The Justice Department will redact grand-jury information, information that would reveal intelligence sources and methods, information that affects the privacy of “peripheral players” not charged as a result of the investigation, and information that would compromise ongoing prosecutions, Barr said.
“You’ll recall that the special counsel did spin off a number of cases that are still being pursued,” the attorney general said. “And we want to make sure that none of the information in the report would impinge upon either the ability of the prosecutors to prosecute the cases, or the fairness to the defendants.”
The redactions will be color-coded based on which of the four categories they fall into, the attorney general added.
Barr said he plans to release the redacted version of the report “within a week.”
The redaction process is “well along,” DOJ attorney Courtney Enlow told a federal judge on Tuesday, responding to a lawsuit brought by the Electronic Privacy Information Center, which hopes the court will oversee Barr’s redactions of the report.
“The public has the right to know what it can know,” the federal judge in the case, Reggie Walton, said.
Barr released a four-page summary of the nearly 400-page Mueller report last month that stated the special counsel had found no collusion between the Trump campaign and the Kremlin but said Mueller had not reached a conclusion on whether the president obstructed justice during the investigation.

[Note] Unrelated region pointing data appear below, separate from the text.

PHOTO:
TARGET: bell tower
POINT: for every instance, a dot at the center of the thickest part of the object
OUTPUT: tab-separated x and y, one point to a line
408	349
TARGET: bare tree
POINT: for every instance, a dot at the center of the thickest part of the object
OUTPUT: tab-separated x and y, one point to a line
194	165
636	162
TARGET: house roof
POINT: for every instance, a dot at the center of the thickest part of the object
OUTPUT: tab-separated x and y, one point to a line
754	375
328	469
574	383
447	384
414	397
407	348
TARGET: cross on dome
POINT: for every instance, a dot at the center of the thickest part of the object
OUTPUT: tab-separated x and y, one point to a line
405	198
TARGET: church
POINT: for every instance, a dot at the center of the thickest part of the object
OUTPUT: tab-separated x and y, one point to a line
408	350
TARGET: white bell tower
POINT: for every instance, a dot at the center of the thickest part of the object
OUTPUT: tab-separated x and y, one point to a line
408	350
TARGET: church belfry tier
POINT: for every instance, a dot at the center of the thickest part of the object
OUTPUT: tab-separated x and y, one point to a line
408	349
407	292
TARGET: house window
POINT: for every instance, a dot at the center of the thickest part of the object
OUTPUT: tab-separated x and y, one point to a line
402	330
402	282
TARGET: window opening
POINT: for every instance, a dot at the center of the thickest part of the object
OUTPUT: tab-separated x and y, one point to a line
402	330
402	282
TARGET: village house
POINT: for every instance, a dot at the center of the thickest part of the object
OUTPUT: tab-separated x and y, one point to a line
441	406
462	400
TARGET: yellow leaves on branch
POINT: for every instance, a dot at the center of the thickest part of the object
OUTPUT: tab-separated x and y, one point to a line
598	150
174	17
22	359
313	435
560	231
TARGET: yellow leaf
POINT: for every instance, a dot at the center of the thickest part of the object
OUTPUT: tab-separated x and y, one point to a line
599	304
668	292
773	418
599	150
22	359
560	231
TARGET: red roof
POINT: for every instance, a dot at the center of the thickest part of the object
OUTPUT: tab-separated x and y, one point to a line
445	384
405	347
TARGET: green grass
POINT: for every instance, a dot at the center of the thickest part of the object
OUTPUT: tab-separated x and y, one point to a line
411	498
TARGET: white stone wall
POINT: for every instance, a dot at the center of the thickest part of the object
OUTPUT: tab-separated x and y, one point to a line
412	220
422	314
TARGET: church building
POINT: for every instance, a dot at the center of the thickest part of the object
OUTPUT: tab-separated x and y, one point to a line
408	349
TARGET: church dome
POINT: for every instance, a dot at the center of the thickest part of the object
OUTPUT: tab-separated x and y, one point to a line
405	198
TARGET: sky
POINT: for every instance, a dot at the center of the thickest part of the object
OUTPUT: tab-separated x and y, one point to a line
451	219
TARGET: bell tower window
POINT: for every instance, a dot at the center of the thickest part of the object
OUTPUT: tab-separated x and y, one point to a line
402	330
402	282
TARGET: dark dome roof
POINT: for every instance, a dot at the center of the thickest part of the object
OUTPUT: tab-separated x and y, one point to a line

Some investigators on Mueller’s team were reportedly concerned that the DOJ chief’s characterization of the investigation’s results portrayed them as more favorable toward Trump than they actually are. Democrats expressed similar concerns during Barr’s testimony Tuesday. Representative Nita Lowey, chairwoman of the House Appropriations Committee, criticized Barr’s handling of the report, calling it “unacceptable” and saying his summary “seems to cherry-pick from the report.”